The Twelfth District Court of Appeals has reversed a conviction for failure to confine a dog. The court held that a dog warden, who approached a sleeping dog in the owner’s yard, cannot then charge the owner with failure to confine a dog.
The case is State v. Jackson, 2012-Ohio-5843.
In October, 2011, a Butler County dog warden, found a Great Pyrenees lying alone under a tree on the front side yard of the defendant’s property. There was no visible fence confining the dog.
The Officer knocked on the defendant’s door, and testified that the dog then came charging at her. The Defendant provided proof of a license for the dog. The officer issued the defendant a warning for failure to display the license and a ticket for failure to confine his dog.
The Defendant was convicted of failure to confine a dog.
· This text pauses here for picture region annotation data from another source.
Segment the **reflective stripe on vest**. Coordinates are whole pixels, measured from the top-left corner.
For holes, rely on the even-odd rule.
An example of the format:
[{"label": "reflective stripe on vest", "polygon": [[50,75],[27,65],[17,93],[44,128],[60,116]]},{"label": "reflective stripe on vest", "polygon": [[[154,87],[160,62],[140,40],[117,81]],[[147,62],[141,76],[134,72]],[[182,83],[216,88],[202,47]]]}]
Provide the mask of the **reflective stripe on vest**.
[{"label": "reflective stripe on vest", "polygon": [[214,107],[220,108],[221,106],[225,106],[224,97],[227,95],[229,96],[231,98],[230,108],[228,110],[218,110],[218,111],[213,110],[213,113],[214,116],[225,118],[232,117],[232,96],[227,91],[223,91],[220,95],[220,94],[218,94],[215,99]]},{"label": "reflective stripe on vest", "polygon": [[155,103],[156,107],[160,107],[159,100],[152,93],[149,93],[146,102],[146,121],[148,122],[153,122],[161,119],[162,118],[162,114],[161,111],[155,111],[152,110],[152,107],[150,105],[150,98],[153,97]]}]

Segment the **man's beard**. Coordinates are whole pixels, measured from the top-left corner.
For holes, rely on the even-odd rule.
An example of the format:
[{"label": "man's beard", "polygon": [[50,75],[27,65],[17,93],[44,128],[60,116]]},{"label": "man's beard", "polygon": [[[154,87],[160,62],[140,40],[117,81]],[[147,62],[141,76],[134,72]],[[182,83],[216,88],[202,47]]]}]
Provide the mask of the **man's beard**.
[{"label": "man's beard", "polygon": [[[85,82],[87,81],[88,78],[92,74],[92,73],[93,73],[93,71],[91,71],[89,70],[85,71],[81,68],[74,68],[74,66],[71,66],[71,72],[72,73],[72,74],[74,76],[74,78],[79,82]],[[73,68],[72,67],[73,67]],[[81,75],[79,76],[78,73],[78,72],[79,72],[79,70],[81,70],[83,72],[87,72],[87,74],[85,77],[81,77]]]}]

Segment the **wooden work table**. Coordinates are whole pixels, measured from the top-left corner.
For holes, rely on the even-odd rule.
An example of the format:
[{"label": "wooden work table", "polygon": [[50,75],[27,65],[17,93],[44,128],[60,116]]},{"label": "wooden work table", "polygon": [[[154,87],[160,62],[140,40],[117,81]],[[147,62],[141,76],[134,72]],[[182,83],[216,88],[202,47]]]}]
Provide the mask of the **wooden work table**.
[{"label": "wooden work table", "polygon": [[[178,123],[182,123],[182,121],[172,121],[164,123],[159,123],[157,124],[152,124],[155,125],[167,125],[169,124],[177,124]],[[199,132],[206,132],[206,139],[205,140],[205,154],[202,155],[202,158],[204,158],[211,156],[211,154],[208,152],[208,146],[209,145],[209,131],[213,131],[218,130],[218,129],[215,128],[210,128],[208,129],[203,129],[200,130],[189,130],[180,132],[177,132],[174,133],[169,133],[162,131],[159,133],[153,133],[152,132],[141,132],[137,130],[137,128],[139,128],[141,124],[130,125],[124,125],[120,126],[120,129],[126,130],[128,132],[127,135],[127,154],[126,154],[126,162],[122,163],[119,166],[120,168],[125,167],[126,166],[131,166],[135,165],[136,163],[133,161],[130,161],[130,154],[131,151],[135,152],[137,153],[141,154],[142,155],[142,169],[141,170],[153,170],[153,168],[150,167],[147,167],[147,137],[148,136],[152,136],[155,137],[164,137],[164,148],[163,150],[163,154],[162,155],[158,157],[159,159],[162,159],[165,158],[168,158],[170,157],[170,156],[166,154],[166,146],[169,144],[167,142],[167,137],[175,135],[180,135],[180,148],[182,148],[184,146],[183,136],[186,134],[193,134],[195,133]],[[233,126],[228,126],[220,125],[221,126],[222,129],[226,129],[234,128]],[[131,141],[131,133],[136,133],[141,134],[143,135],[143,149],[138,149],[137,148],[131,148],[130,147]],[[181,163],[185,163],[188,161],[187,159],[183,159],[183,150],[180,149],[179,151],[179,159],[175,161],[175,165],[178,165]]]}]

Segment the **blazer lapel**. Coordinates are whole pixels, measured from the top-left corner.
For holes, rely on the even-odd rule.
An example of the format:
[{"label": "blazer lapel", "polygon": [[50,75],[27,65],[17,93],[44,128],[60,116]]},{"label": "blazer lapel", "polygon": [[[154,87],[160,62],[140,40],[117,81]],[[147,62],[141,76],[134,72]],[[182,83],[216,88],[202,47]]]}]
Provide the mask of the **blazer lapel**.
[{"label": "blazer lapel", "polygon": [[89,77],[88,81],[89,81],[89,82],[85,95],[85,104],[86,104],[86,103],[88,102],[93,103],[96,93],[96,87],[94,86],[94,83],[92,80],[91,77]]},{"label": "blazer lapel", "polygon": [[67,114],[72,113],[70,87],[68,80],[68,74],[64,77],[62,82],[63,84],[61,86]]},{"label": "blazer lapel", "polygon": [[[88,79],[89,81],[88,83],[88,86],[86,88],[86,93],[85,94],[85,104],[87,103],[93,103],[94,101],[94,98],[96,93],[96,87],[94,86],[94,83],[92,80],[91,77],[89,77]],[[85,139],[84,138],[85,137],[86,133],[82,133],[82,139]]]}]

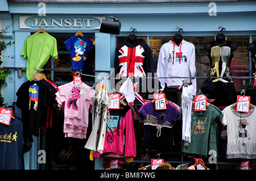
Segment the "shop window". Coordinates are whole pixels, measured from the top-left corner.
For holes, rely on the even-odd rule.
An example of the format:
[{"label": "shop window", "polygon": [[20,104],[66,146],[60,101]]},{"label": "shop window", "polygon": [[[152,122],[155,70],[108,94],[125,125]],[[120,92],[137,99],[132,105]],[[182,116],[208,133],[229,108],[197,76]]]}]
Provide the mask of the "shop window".
[{"label": "shop window", "polygon": [[[58,51],[58,58],[55,59],[50,57],[47,63],[44,65],[43,69],[44,73],[48,78],[51,79],[59,85],[62,85],[67,82],[73,81],[73,75],[75,71],[71,68],[71,58],[69,50],[67,50],[64,43],[66,40],[74,35],[71,33],[49,33],[51,35],[56,38],[57,40],[57,47]],[[94,33],[83,33],[88,39],[93,41]],[[94,62],[93,62],[93,70],[94,70]],[[87,77],[84,78],[83,81],[87,85],[90,85],[94,82],[93,77],[90,78]]]}]

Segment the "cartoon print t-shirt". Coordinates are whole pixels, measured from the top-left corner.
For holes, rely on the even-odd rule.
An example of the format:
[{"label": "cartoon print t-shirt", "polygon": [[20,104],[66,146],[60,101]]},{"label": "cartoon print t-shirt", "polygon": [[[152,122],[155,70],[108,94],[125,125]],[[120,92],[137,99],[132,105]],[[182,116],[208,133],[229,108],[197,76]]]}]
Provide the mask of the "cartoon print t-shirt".
[{"label": "cartoon print t-shirt", "polygon": [[82,70],[88,50],[93,42],[85,36],[73,36],[64,42],[71,54],[71,65],[74,70]]}]

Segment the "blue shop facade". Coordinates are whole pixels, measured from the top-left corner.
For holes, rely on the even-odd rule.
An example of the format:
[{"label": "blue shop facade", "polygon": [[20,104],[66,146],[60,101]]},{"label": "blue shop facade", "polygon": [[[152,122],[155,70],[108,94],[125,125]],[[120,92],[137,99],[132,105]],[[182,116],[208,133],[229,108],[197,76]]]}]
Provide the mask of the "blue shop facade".
[{"label": "blue shop facade", "polygon": [[[51,56],[43,68],[43,73],[60,85],[72,81],[73,75],[73,70],[71,68],[70,53],[65,49],[64,42],[77,31],[81,31],[84,36],[94,42],[93,76],[88,76],[84,81],[89,86],[98,81],[97,76],[110,75],[114,67],[117,45],[124,42],[133,31],[137,37],[142,38],[150,48],[156,70],[161,46],[172,40],[179,31],[183,39],[195,47],[197,92],[200,92],[210,69],[204,45],[213,41],[216,35],[222,33],[226,40],[237,45],[233,52],[230,69],[236,91],[240,95],[253,84],[254,79],[255,65],[251,57],[252,53],[248,50],[247,46],[256,41],[256,2],[253,1],[69,1],[69,3],[66,3],[65,1],[1,1],[0,26],[1,30],[6,27],[7,29],[2,33],[1,39],[6,43],[10,43],[6,45],[1,54],[3,61],[1,69],[11,71],[6,79],[7,85],[2,86],[3,104],[14,110],[18,117],[21,116],[20,110],[15,107],[16,93],[28,80],[26,73],[27,60],[20,54],[25,40],[40,28],[43,28],[57,40],[58,58]],[[121,23],[119,35],[100,32],[101,22],[109,20],[110,16],[114,16]],[[110,83],[110,81],[105,81],[108,85]],[[109,91],[111,92],[110,86]],[[180,92],[177,89],[170,89],[167,90],[166,94],[169,100],[180,106]],[[137,123],[135,128],[142,132],[143,121],[138,118]],[[42,129],[39,136],[33,137],[30,151],[24,154],[24,169],[47,170],[56,166],[51,163],[53,162],[51,157],[58,154],[52,153],[53,150],[56,151],[55,146],[57,146],[51,142],[56,137],[53,132],[55,131],[51,132]],[[120,161],[120,165],[128,165],[126,168],[130,170],[138,170],[150,165],[151,159],[157,158],[159,153],[142,148],[143,133],[140,134],[141,137],[136,137],[137,157],[131,162],[127,163],[125,159]],[[219,138],[225,142],[220,134]],[[90,151],[85,150],[84,140],[65,141],[67,141],[67,150],[77,149],[75,155],[79,158],[76,159],[76,169],[103,169],[109,163],[108,158],[104,157],[89,160]],[[162,152],[160,158],[164,158],[165,162],[174,167],[192,162],[193,159],[182,151],[181,138],[179,137],[174,141],[172,150]],[[240,164],[239,161],[225,158],[225,152],[222,153],[225,151],[222,147],[225,146],[223,142],[218,143],[222,148],[220,148],[216,162],[210,163],[208,159],[204,160],[212,169],[233,169]],[[46,163],[42,161],[44,154],[46,154]],[[73,156],[76,157],[75,154]],[[79,159],[82,162],[77,161]],[[250,163],[255,166],[254,160],[250,161]]]}]

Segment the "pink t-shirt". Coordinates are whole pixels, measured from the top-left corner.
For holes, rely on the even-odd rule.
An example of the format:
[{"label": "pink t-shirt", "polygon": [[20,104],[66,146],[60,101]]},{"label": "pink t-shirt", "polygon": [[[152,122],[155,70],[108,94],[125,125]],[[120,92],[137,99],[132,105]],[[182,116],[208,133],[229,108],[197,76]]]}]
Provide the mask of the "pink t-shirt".
[{"label": "pink t-shirt", "polygon": [[76,87],[72,82],[59,86],[56,93],[59,106],[64,107],[64,132],[65,137],[85,138],[89,110],[94,90],[84,83]]}]

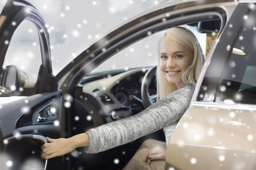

He was fined $25.
The relevant statute, R.C. 955.22(C), provides:
Except when a dog is lawfully engaged in hunting and accompanied by the owner, keeper, harborer, or handler of the dog, no owner, keeper, or harborer of any dog shall fail at any time to do either of the following: (1) Keep the dog physically confined or restrained upon the premises of the owner, keeper, or harborer by a leash, tether, adequate fence, supervision, or secure enclosure to prevent escape; (2) Keep the dog under the reasonable control of some person.
The defendant argued that no evidence was introduced to show that the dog left the yard on the date in question (or any other date), and that the dog was professionally trained to remain on the property to protect livestock.
The court began “by noting that the statute contains multiple ambiguities” and “that the phrase, ‘reasonable control of some person,’ is not well-defined .
The court concluded that the statute was not violated because the dog was under the reasonable control of the defendant. The court believed that evidence indicating “that the dog was professionally trained to remain in one location, has never left the property and was not seen by the warden outside the property” was sufficient to satisfy the statute. This is especially true because, as the court noted, “the dog was not out of control, but rather was lying asleep beneath a tree in appellant’s yard.”